Fortunately, the tornado spared the original chimneys of the canteen building constructed in 1927, and the building is being rebuilt.
“The tornado had a bulls-eye on us, half a mile wide,” Elliott said. “I’ve never been in a war zone, but that’s what it looked like. It was like peeling back layers of an onion — everywhere we looked, there was new damage.”
Elliott was in the basement of the dining hall with 15 staff members when the tornado struck on May 24, 2017. He emerged to find picnic tables snared in trees and the camp largely destroyed.
The tornado came at the worst possible time, he said, just two weeks before the camp would open for its 19th summer.
“We were told there was no way the camp would be operational, so to have it safely up and running was nothing short of a miracle,” said Carrie Collins, senior vice president and chief marketing and development officer at Camp Hanes. “It was due to the dedication of staff and volunteers working around the clock that we were able to open.”
The repair and renovation campaign has come to be known as “Make Camp Hanes Even Better,” which is rooted in finding opportunity amid disaster.
In areas that were cleared of trees by the tornado, Elliott sees potential for new cabin development.
One particular area that was formerly dense woods will now become a full-size playing field for lacrosse, football and soccer.
“We thought, ‘How can we make it even better?’ We have a field space we never had before, let’s put in an athletic field,” Collins said.
“We’re finding the opportunity in the crisis to make the camp even better.”
In the coming years, camp leaders would also like to put a boardwalk around the lake and build 22 more miles of trails.
The camp accommodates 15,000 people a year — mostly summer campers, but also church groups, school groups and corporate retreats.
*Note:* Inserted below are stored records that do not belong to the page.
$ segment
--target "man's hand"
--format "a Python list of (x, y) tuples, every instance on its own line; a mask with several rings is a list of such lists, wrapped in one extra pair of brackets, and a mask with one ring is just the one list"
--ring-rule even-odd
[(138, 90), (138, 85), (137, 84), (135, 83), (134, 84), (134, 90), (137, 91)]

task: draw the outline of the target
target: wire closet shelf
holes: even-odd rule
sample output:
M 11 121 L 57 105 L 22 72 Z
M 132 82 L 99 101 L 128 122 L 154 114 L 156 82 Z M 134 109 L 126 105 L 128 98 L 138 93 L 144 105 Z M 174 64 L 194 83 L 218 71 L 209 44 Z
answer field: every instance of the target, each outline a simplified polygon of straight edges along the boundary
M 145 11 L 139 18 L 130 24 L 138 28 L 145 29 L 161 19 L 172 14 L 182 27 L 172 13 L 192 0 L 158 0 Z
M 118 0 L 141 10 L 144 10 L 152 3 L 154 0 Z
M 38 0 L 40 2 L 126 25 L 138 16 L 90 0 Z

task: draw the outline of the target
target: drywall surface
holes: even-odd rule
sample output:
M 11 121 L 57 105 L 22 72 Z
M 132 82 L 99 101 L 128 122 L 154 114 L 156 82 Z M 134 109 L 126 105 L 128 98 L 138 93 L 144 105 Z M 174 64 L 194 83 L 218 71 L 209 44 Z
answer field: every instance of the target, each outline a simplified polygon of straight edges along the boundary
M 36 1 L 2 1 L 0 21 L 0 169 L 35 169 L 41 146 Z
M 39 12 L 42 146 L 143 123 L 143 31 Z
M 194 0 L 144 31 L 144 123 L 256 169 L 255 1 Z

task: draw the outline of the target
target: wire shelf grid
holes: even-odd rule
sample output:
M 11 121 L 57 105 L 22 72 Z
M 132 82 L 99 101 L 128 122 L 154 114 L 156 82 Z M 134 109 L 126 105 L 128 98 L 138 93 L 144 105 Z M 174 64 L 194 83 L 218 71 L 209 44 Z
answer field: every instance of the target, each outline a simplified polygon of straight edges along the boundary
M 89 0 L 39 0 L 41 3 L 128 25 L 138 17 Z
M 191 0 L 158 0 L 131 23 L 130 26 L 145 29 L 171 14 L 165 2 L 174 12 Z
“Kids are on their screens seven to eight hours a day, so they need camp today more than ever before,” Elliott said. “We really saw how much the community loves what we do and believes in us after the tornado. It was heartwarming.”
The camp is seeing its highest enrollment in its 91-year history this year, with nearly 1,600 children signed up and only 100 slots remaining.
Collins said it was all made possible through the community’s labor and passion, the Bakers’ gift and the generosity of other donors.
“A lot has changed since the tornado,” she said, “but what hasn’t changed is the reason we’re here: to impact a child’s life for the better.”